Eppure, il Cile è tutt’altro che un’economia malmessa. Vanta un PIL pro-capite di 15.000 dollari, un tasso di occupazione sopra il 58% prima della pandemia, che si confrontava con il 43-44% dell’Argentina e il 54% del Brasile, le due grandi economie dell’America Latina.

La pressione fiscale si aggira intorno al 20%, meno della metà di paesi come l’Italia e contro il 33-34% della media OCSE. Paradossalmente, il malcontento dei cileni è stato un po’ figlio del benessere: poiché la popolazione sta relativamente bene, si aspetta(va) servizi pubblici ancora più evoluti e a prezzi più bassi, oltre che a minori disuguaglianze sociali.

Il Cile è stato un modello per le pensioni fino ad oggi. Sotto Pinochet, il sistema fu privatizzato. Ogni lavoratore versa i contributi a un fondo pensione privato. I tassi di rendimento annui sono stati altissimi e il mercato dei capitali è diventato prospero, liquido ed efficiente. Ma questo sistema ha avuto un costo: poiché inizialmente c’è stata una generazione di lavoratori costretta a pagare per mantenere il sistema pubblico, gli accantonamenti ai fondi privati sono stati bassi, con la conseguenza che mediamente oggi un pensionato percepisce un assegno pari a meno di un terzo dell’ultimo stipendio. In Italia, tanto per fare un confronto, siamo ancora al 75%.
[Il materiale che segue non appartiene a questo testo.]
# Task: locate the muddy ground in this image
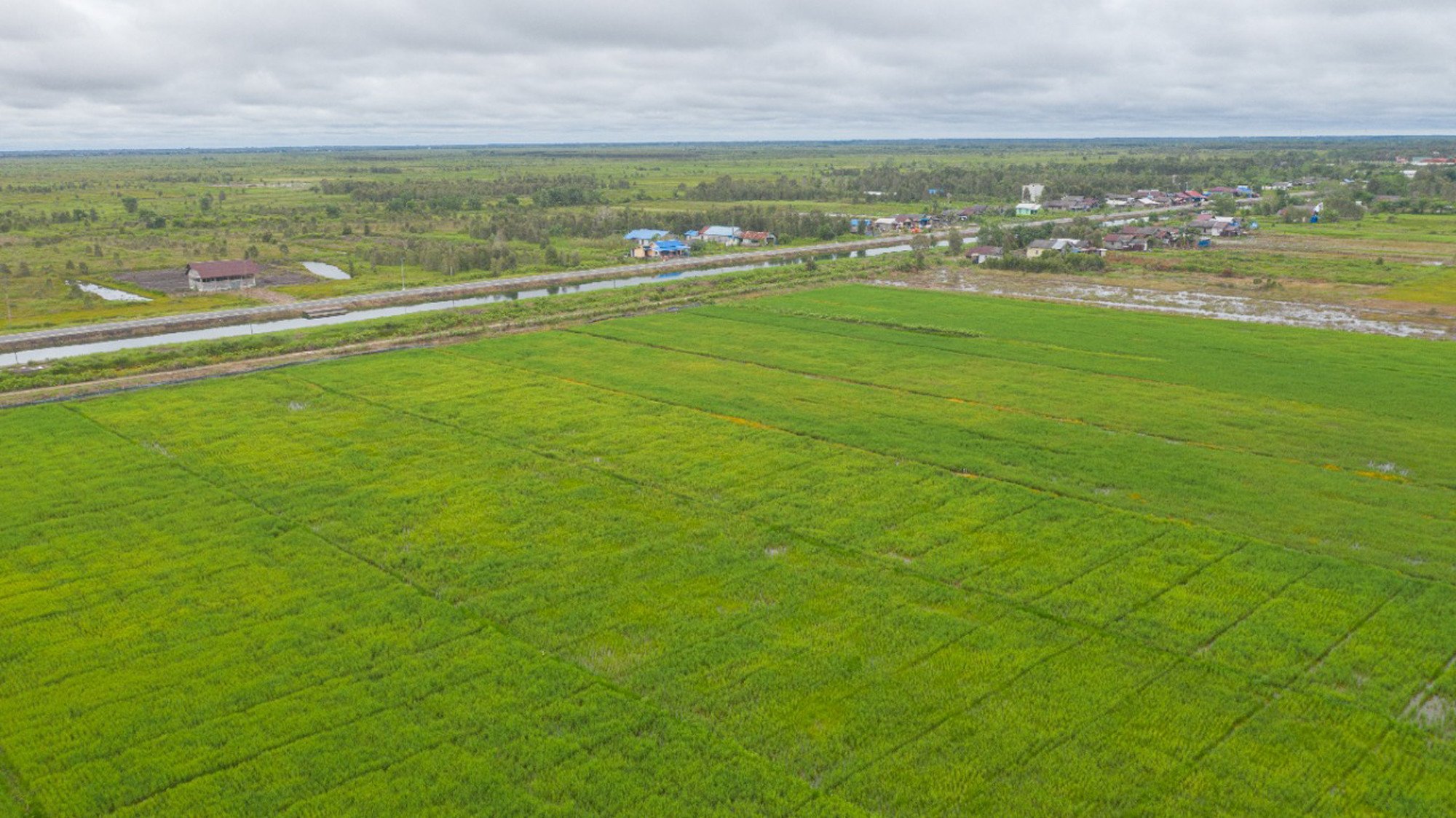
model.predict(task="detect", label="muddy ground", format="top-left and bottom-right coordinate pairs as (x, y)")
top-left (112, 267), bottom-right (322, 296)
top-left (875, 270), bottom-right (1456, 341)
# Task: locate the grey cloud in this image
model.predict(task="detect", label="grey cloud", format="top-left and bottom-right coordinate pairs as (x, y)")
top-left (0, 0), bottom-right (1456, 150)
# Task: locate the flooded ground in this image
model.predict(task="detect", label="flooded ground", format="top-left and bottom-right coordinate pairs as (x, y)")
top-left (875, 271), bottom-right (1456, 341)
top-left (71, 281), bottom-right (151, 302)
top-left (303, 262), bottom-right (354, 281)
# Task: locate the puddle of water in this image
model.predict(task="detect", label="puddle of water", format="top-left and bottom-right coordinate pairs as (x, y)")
top-left (903, 273), bottom-right (1446, 338)
top-left (303, 262), bottom-right (354, 281)
top-left (73, 281), bottom-right (151, 302)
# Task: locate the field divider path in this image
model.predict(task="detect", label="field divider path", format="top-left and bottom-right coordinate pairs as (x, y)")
top-left (1026, 528), bottom-right (1169, 605)
top-left (475, 340), bottom-right (1456, 589)
top-left (38, 623), bottom-right (488, 774)
top-left (63, 398), bottom-right (821, 812)
top-left (106, 646), bottom-right (524, 815)
top-left (1108, 543), bottom-right (1249, 626)
top-left (271, 374), bottom-right (850, 798)
top-left (7, 576), bottom-right (393, 707)
top-left (796, 633), bottom-right (1092, 809)
top-left (973, 658), bottom-right (1176, 792)
top-left (361, 350), bottom-right (1409, 745)
top-left (1169, 585), bottom-right (1406, 812)
top-left (275, 675), bottom-right (606, 815)
top-left (574, 315), bottom-right (1456, 492)
top-left (1194, 562), bottom-right (1321, 655)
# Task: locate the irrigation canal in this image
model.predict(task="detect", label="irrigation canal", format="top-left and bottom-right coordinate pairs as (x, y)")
top-left (0, 207), bottom-right (1188, 366)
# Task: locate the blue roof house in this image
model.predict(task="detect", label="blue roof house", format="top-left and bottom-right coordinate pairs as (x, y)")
top-left (623, 230), bottom-right (667, 245)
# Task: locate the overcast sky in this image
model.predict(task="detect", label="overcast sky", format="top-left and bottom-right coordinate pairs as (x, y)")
top-left (0, 0), bottom-right (1456, 150)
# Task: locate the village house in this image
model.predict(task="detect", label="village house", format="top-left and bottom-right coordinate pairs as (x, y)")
top-left (697, 224), bottom-right (743, 246)
top-left (965, 245), bottom-right (1006, 264)
top-left (632, 239), bottom-right (692, 259)
top-left (1188, 213), bottom-right (1243, 236)
top-left (622, 230), bottom-right (668, 259)
top-left (622, 230), bottom-right (668, 245)
top-left (1045, 197), bottom-right (1099, 213)
top-left (1104, 224), bottom-right (1179, 246)
top-left (1102, 233), bottom-right (1149, 253)
top-left (1026, 239), bottom-right (1095, 259)
top-left (186, 261), bottom-right (264, 293)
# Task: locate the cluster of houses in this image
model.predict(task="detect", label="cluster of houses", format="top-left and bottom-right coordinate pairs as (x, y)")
top-left (622, 224), bottom-right (778, 259)
top-left (965, 213), bottom-right (1258, 264)
top-left (849, 179), bottom-right (1275, 236)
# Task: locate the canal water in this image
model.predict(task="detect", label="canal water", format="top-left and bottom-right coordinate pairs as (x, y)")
top-left (8, 242), bottom-right (945, 359)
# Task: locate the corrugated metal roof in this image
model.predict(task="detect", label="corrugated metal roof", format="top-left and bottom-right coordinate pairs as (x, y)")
top-left (186, 261), bottom-right (264, 281)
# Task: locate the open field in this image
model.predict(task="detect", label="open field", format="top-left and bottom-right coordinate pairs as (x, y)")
top-left (0, 138), bottom-right (1456, 332)
top-left (0, 287), bottom-right (1456, 817)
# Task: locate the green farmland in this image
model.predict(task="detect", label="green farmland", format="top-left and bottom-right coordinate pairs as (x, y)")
top-left (0, 286), bottom-right (1456, 817)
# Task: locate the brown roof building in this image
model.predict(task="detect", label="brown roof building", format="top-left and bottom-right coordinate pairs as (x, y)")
top-left (186, 259), bottom-right (264, 293)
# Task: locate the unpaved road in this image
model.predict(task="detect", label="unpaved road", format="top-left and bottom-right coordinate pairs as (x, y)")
top-left (0, 205), bottom-right (1194, 353)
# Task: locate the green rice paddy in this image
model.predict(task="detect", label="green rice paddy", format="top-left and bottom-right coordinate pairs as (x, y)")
top-left (0, 287), bottom-right (1456, 815)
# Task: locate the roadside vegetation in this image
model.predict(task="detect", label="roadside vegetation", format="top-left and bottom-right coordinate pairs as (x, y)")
top-left (0, 140), bottom-right (1456, 332)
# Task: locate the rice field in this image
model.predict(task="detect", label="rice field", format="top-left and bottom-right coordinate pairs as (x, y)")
top-left (0, 286), bottom-right (1456, 817)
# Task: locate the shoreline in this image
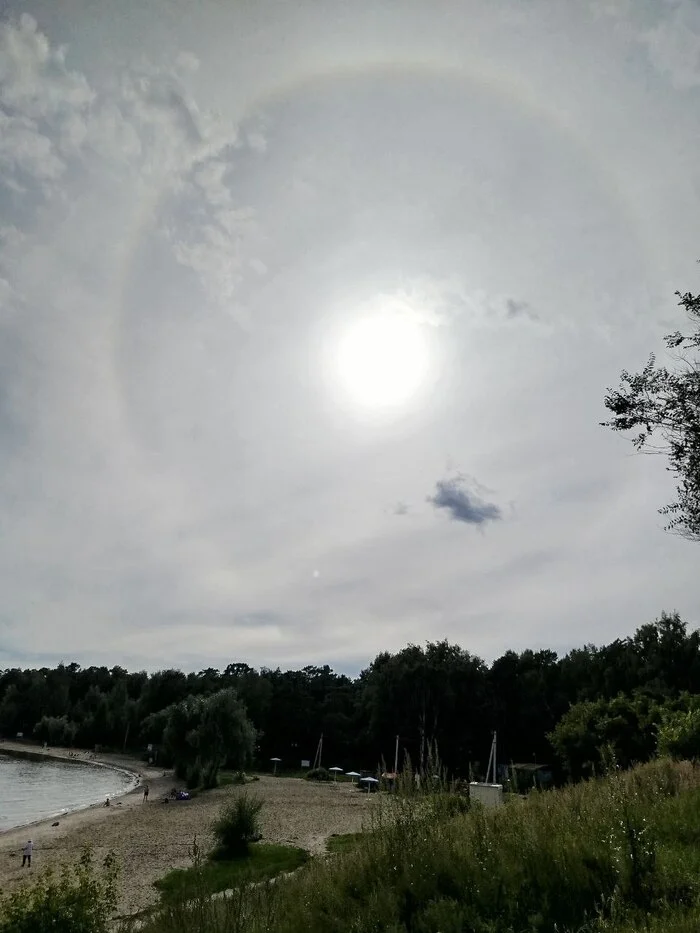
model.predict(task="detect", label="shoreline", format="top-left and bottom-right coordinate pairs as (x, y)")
top-left (0, 756), bottom-right (376, 917)
top-left (0, 741), bottom-right (148, 844)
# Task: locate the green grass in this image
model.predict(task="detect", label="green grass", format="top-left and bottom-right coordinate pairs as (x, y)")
top-left (154, 843), bottom-right (309, 902)
top-left (326, 833), bottom-right (362, 855)
top-left (117, 761), bottom-right (700, 933)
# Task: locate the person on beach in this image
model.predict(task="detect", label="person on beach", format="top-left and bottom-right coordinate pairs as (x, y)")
top-left (22, 839), bottom-right (34, 868)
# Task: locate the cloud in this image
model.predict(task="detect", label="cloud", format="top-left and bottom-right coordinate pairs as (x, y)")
top-left (427, 475), bottom-right (502, 525)
top-left (591, 0), bottom-right (700, 90)
top-left (639, 0), bottom-right (700, 90)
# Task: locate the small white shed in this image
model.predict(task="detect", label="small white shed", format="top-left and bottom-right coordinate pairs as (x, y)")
top-left (469, 781), bottom-right (503, 807)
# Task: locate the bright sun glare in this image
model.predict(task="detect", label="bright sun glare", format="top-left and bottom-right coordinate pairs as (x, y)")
top-left (336, 313), bottom-right (428, 408)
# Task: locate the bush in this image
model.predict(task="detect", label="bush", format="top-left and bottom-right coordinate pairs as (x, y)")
top-left (212, 791), bottom-right (263, 858)
top-left (185, 758), bottom-right (202, 790)
top-left (304, 768), bottom-right (331, 781)
top-left (202, 761), bottom-right (219, 790)
top-left (0, 849), bottom-right (117, 933)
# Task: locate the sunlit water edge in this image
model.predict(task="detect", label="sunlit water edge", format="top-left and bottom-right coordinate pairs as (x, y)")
top-left (0, 748), bottom-right (138, 833)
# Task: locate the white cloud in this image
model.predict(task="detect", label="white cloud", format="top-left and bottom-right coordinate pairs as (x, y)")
top-left (639, 0), bottom-right (700, 90)
top-left (0, 0), bottom-right (700, 666)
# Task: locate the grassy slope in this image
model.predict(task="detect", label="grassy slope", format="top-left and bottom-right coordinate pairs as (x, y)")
top-left (137, 762), bottom-right (700, 933)
top-left (155, 843), bottom-right (309, 902)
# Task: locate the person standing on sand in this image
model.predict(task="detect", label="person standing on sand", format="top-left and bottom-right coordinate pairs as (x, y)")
top-left (22, 839), bottom-right (34, 868)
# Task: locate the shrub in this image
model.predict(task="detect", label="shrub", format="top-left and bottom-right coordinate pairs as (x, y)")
top-left (212, 791), bottom-right (263, 858)
top-left (304, 768), bottom-right (331, 781)
top-left (202, 761), bottom-right (219, 790)
top-left (185, 758), bottom-right (202, 790)
top-left (0, 849), bottom-right (117, 933)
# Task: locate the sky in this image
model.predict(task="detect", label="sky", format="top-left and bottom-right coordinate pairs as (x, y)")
top-left (0, 0), bottom-right (700, 675)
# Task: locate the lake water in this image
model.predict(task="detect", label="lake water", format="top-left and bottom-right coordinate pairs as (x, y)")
top-left (0, 754), bottom-right (134, 831)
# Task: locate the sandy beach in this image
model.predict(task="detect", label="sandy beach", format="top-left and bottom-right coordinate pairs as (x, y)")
top-left (0, 743), bottom-right (376, 914)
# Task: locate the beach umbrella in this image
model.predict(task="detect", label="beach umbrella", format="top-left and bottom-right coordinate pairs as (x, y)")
top-left (360, 778), bottom-right (379, 793)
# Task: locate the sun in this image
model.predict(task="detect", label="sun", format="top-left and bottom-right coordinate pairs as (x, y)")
top-left (335, 312), bottom-right (428, 409)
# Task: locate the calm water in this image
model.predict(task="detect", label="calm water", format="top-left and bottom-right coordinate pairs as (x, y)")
top-left (0, 754), bottom-right (133, 830)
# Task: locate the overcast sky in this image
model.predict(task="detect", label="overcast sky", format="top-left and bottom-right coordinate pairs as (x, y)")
top-left (0, 0), bottom-right (700, 674)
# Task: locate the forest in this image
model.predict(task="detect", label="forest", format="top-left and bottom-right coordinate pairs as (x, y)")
top-left (0, 613), bottom-right (700, 782)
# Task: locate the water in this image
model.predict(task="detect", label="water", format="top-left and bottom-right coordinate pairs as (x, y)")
top-left (0, 754), bottom-right (133, 831)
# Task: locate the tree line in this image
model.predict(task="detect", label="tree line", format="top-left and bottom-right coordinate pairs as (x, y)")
top-left (0, 613), bottom-right (700, 782)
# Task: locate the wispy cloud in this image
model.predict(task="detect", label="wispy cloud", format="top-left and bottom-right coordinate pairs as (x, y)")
top-left (428, 475), bottom-right (502, 525)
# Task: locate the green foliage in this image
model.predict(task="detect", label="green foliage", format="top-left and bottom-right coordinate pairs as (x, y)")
top-left (135, 761), bottom-right (700, 933)
top-left (163, 689), bottom-right (255, 787)
top-left (658, 697), bottom-right (700, 761)
top-left (602, 278), bottom-right (700, 541)
top-left (155, 843), bottom-right (309, 904)
top-left (0, 613), bottom-right (700, 786)
top-left (185, 758), bottom-right (202, 790)
top-left (0, 850), bottom-right (117, 933)
top-left (33, 716), bottom-right (78, 746)
top-left (212, 791), bottom-right (263, 858)
top-left (549, 696), bottom-right (656, 780)
top-left (304, 768), bottom-right (331, 781)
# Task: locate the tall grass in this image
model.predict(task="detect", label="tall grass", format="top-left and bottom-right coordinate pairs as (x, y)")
top-left (129, 761), bottom-right (700, 933)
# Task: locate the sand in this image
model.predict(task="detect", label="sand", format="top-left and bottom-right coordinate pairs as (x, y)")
top-left (0, 742), bottom-right (376, 914)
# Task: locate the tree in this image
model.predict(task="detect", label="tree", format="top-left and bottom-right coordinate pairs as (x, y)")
top-left (658, 697), bottom-right (700, 760)
top-left (163, 689), bottom-right (255, 784)
top-left (601, 278), bottom-right (700, 541)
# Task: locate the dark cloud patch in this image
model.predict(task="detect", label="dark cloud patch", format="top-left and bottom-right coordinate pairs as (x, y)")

La fine del neoliberismo in Cile?

Boric vuole smantellare questo sistema per tornare a quello pubblico. Sarebbe un grosso danno per l’economia cilena per diverse ragioni. In primis, farebbe svanire in un solo colpo l’abbondante liquidità sui mercati, rendendoli meno efficienti e costosi. A pagarne il prezzo sarebbero gli stessi cileni, su cui ricadrebbero i maggiori costi dell’indebitamento pubblico e il peggioramento delle condizioni finanziarie nella sfera privata. Secondariamente, il Cile imiterebbe i fallimentari sistemi previdenziali dell’Occidente, che si reggono sull’equilibrio demografico tra generazioni. Le basse nascite hanno messo a nudo tali criticità. Infine, rischia di smantellarlo proprio quando inizierebbe a funzionare. Il peggio è alle spalle. I lavoratori negli ultimi anni non sono stati più costretti a pagare i contributi per mantenere il sistema pre-Pinochet, per cui in futuro avranno pensioni più alte.

Per non parlare della solidità fiscale. Debito pubblico sotto il 30% del PIL prima della pandemia (quasi a zero nel 2007), rating A/A-/A1 e rendimenti a 10 anni sotto il 3% a inizio anno. E che dire dell’inflazione? Mentre economie sudamericane come Argentina e Venezuela sono cronicamente alle prese con problemi di instabilità dei prezzi, qui il tasso medio negli ultimi 25 anni è stato del 3,3% all’anno. A dirla tutta, il Cile è stato un esempio di successo del neoliberismo, un fatto imbarazzante per i detrattori delle politiche di Pinochet. Ovviamente, tutto è perfettibile, sebbene Boric voglia buttare a mare il bambino con l’acqua sporca. E non a caso ha ammesso di voler fare del paese andino la “tomba del neoliberismo”. Con la speranza che, per seppellirlo, non scavi la fossa ai suoi 19 milioni di abitanti.